Algorithm Tuning
Algorithm Tuning allows us to test different models on a given dataset, and helps to figure out which particular model gives the highest value of a user-defined performance metric on that particular dataset.
Importing the necessary modules and reading the dataset.
import turboml as tb
import pandas as pd
from sklearn import metrics
transactions_df = pd.read_csv("data/transactions.csv").reset_index()
labels_df = pd.read_csv("data/labels.csv").reset_index()
Dataset
We use the PandasDataset
class to create a dataset to be used for tuning, and also configure the dataset to indicate the column with the primary key.
For this example, we use the first 100k rows.
transactions_100k = tb.PandasDataset(
dataframe=transactions_df[:100000], key_field="index", streaming=False
)
labels_100k = tb.PandasDataset(
dataframe=labels_df[:100000], key_field="index", streaming=False
)
numerical_fields = [
"transactionAmount",
]
categorical_fields = ["digitalItemCount", "physicalItemCount", "isProxyIP"]
inputs = transactions_100k.get_input_fields(
numerical_fields=numerical_fields, categorical_fields=categorical_fields
)
label = labels_100k.get_label_field(label_field="is_fraud")
Training/Tuning
We will be comparing the Neural Network
and Hoeffding Tree Classifier
, and the metric we will be optimizing is accuracy
.
Configuring the NN according to the dataset.

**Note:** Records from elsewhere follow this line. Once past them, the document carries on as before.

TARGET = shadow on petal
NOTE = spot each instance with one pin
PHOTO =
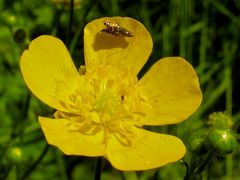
(104, 41)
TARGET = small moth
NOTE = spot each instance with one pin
(115, 29)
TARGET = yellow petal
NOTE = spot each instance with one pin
(172, 89)
(132, 52)
(147, 150)
(65, 135)
(48, 70)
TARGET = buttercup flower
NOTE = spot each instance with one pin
(102, 108)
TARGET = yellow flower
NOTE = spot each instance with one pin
(101, 109)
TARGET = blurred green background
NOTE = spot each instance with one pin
(206, 33)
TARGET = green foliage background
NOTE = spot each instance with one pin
(206, 33)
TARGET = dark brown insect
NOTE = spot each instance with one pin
(115, 29)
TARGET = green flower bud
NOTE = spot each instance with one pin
(8, 18)
(197, 141)
(20, 35)
(15, 155)
(220, 120)
(222, 141)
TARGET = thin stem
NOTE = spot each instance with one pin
(98, 169)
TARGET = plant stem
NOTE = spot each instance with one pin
(98, 168)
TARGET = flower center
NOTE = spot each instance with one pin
(107, 98)
(107, 102)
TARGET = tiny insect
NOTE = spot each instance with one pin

new_layer = tb.NNLayer(output_size=2)
nn = tb.NeuralNetwork()
nn.layers.append(new_layer)
The algorithm_tuning
function takes in the models being tested as a list along with the metric to test against, and returns an object for the model which had the highest score for the given metric.
model_score_list = tb.algorithm_tuning(
models_to_test=[
tb.HoeffdingTreeClassifier(n_classes=2),
nn,
],
metric_to_optimize="accuracy",
input=inputs,
labels=label,
)
best_model, best_score = model_score_list[0]
best_model
Testing
After finding out the best performing model, we can use it normally for inference on the entire dataset and testing on more performance metrics.

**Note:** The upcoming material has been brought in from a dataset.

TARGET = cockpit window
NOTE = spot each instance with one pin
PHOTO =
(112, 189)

transactions_full = tb.PandasDataset(
dataframe=transactions_df, key_field="index", streaming=False
)
features = transactions_full.get_input_fields(
numerical_fields=numerical_fields, categorical_fields=categorical_fields
)
outputs = best_model.predict(features)
print(
"Accuracy: ",
metrics.accuracy_score(labels_df["is_fraud"], outputs["predicted_class"]),
)
print("F1: ", metrics.f1_score(labels_df["is_fraud"], outputs["predicted_class"]))